The international community may be too focused on fighting Islamic State militants in Iraq to see the country’s ‘overwhelming’ humanitarian needs, medical charity Medecins Sans Frontieres (MSF) said.
Humanitarian aid should be scaled up in proportion to the escalation of military operations, otherwise the gap between the needs and the aid that is being provided will widen further, the charity said.
“The international community is too focused, probably, on the fight against ISIS ... that the importance ... of increasing the humanitarian assistance is not taken into account,” Fabio Forgione, MSF’s head of mission in Iraq, said in London late on Wednesday.
“It is .. important to make sure that humanitarian assistance grows in parallel to the military operations which are carried out,” he told the Thomson Reuters Foundation by phone.
Islamic State, also known by the acronyms ISIS, ISIL or Daesh, swept through one-third of Iraq in June 2014 and declared a “caliphate” in territory it controlled in both Iraq and Syria, carrying out mass killings and imposing a draconian form of Islam.
Since then, the fight against the group has drawn in global and regional powers, often with competing allies on the ground in complex multi-sided conflicts.
At least 18,800 civilians were killed and 36,240 wounded in violence in Iraq from January 2014 to October 2015, according to the United Nations.
More than 3.2 million people have been displaced inside the country, according to the International Organisation for Migration (IOM).
Forgione said an estimated 2 million to 4 million people in Iraq needed humanitarian assistance, but the real number might be higher.
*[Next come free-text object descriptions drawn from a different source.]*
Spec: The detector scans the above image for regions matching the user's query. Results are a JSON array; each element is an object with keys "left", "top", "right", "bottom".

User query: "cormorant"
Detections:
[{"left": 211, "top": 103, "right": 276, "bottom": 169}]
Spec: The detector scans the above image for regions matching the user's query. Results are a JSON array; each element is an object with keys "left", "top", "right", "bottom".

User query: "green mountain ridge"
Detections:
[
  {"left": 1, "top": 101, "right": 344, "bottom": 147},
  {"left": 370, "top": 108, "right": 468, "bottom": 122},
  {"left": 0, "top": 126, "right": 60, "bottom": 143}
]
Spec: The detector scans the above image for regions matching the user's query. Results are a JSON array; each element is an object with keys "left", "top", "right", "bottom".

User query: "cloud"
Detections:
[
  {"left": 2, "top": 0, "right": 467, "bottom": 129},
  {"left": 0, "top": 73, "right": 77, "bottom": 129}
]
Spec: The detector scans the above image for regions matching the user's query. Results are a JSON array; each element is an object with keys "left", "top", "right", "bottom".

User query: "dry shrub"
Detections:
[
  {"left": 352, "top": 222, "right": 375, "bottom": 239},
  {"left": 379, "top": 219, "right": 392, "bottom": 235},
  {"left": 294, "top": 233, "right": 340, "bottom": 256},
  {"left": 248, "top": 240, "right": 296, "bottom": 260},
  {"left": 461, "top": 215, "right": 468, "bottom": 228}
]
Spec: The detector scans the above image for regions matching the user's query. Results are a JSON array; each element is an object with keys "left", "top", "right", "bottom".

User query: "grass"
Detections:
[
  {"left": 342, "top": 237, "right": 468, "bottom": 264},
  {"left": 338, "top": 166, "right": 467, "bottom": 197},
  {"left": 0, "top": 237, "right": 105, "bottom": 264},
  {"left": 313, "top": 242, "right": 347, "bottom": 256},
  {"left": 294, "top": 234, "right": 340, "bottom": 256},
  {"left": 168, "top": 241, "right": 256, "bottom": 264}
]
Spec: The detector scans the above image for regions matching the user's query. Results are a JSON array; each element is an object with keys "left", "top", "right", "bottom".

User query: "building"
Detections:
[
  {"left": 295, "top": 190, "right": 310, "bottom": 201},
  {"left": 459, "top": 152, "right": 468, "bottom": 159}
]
Areas of major concern are Salah al-Din, Diyala, Anbar, Nineveh and the outskirts of Baghdad, he said.
Few humanitarian agencies have been able to work in many parts of central Iraq because it is too dangerous, and in most cases only MSF and the International Committee of the Red Cross (ICRC) are still at work there, Forgione said.
The charity’s ‘concern number one’ is potential cholera outbreaks because of the limited access to clean water, and ‘widespread’ mental health problems, he said.
“Needs are so overwhelming that alone we are not able to satisfy them all,” Forgione said. “We have to make priorities which in our case is mostly focusing on the availability of medical care.”